Resisting the race to zero: mobile telcos becoming center-stage again

May 09, 2012 Mobility, Digital Experience, Data & AI

Part 2

Last time, I wrote about the challenges mobile telcos are facing - how they are in danger of becoming utility bitpipes to the Internet and how some are responding by ensuring subscribers receive high quality, proactive customer service.

Having high customer service ambitions is one thing, but how do companies take it further? How do they go beyond their conventional role and become more center-stage and increase their value in people's day-to-day lives? Sensitive, real-time analysis giving insight into customers behaviour is one answer.

Consider social media, which continues to be one the of the most influential tech trends. By understanding your social connections, your "likes" etc., social media companies attempt to monetize their services by providing channels for other companies to reach you, through targeted advertising and product placement. Now consider the information that a mobile telco has about you. It knows the numbers (and often identities) of the people you call (perhaps evidence of a vastly more meaningful social interaction than simply commenting on a social media status update, it knows whom you text and where you travel to). By doing analysis the telco knows when you're at home, when you're abroad, when you're together with your friends or colleagues. Mobile telcos have, in short, information that social networking companies would die for.

Some organizations are already taking advantage of this information: Turkcell, the leading mobile telco in Turkey with 34M subscribers, is using Apama to analyze customers' usage patterns on the network.

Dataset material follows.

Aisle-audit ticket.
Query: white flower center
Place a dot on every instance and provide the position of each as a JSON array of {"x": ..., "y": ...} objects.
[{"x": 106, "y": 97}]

It sends highly targeted offers when certain usage patterns occur. These offers could include a top-up to a pay-as-you-go subscriber running low on credit or information about a restaurant promotion if the subscriber is located nearby and it's approaching lunchtime. By sending these promotions in real-time Turkcell reports a ten-fold increase in positive responses compared to previous methods of sending customers offers where they were delivered end of week, end of month etc. The key aspects are relevancy, and timeliness. Deliver something of interest to the subscriber at a time that ensures the context of the offer is retained. Sending a restaurant promotion hours after the subscriber has left the shopping mall will be perceived negatively.

Technically, this is truly a "big data" problem. A typical mid-sized mobile telco with a few tens of millions of subscribers will need to analyze tens of thousands of call data records per second. At very busy times this can peak to hundreds of thousands per second. 

Turkcell has become far more relevant to its customers because it is able to respond to customers' usage patterns effectively. With interest, location and time-sensitive promotions subscribers are receiving something that can't be provided by other telcos. Money can be saved, promotions taken advantage of. Customer service is enhanced, churn is reduced and the company has an important market differentiator with which to attract new customers.

As Turkcell has learned, organizations no longer have to be faceless entities. Real-time analysis of social media, and other preferences and patterns, make location-based promotions core to customer engagement.